Task-Aware Morphology Optimization of Planar Manipulators via Reinforcement Learning
Arvind Kumar Mishra, Sohom Chakrabarty
TL;DR
This study uses Yoshikawa's manipulability to tackle morphology optimization for planar 2R manipulators with a reinforcement-learning (RL) framework. It first validates that RL (SAC, DDPG, PPO) can recover the analytic optimum for a centered circular task without access to the Jacobian, where the optimum is $L_1=L_2=\tfrac{R}{\sqrt{2}}$ and $\theta_2=90^\circ$, achieving $w_{\max}=\tfrac{R^2}{2}$. The framework is then extended to non-analytic tasks (ellipse and rectangle) by using the full morphology vector $(L_1,L_2,\theta_2)$, and a hybrid reward balances dexterity with geometric feasibility. Across all tasks, RL matches or surpasses grid-search and black-box baselines under the same evaluation budgets, with SAC offering stable convergence, DDPG yielding fast but more variable gains, and PPO being less sample-efficient. The results illustrate a scalable morphology-optimization approach that can adapt to changing workspaces and constraints, and point toward extensions to higher-DOF, dynamics, and multi-objective design in real hardware.
Abstract
In this work, Yoshikawa's manipulability index is used to investigate reinforcement learning (RL) as a framework for morphology optimization in planar robotic manipulators. A 2R manipulator tracking a circular end-effector path is first examined because this case has a known analytical optimum: equal link lengths and the second joint orthogonal to the first. This serves as a validation step to test whether RL can rediscover the optimum using reward feedback alone, without access to the manipulability expression or the Jacobian.
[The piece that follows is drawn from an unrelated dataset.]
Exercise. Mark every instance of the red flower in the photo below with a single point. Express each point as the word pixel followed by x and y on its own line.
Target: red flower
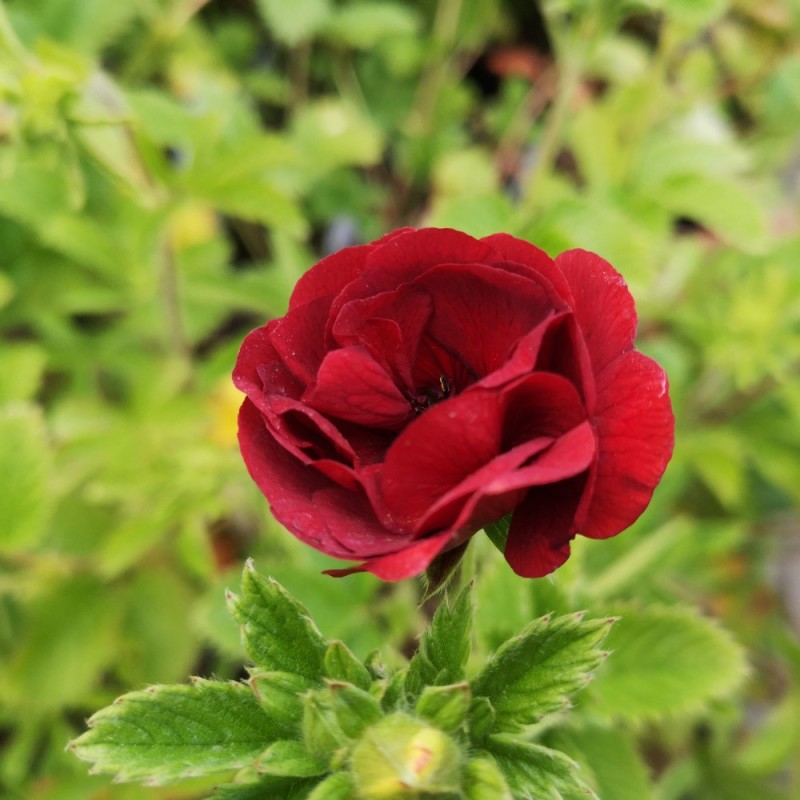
pixel 427 384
Three RL algorithms (SAC, DDPG, and PPO) are compared with grid search and black-box optimizers, with morphology represented by a single action parameter phi that maps to the link lengths. All methods converge to the analytical solution, showing that numerical recovery of the optimum is possible without supplying analytical structure. Most morphology design tasks have no closed-form solutions, and grid or heuristic search becomes expensive as dimensionality increases. RL is therefore explored as a scalable alternative. The formulation used for the circular path is extended to elliptical and rectangular paths by expanding the action space to the full morphology vector (L1, L2, theta2). In these non-analytical settings, RL continues to converge reliably, whereas grid and black-box methods require far larger evaluation budgets. These results indicate that RL is effective for both recovering known optima and solving morphology optimization problems without analytical solutions.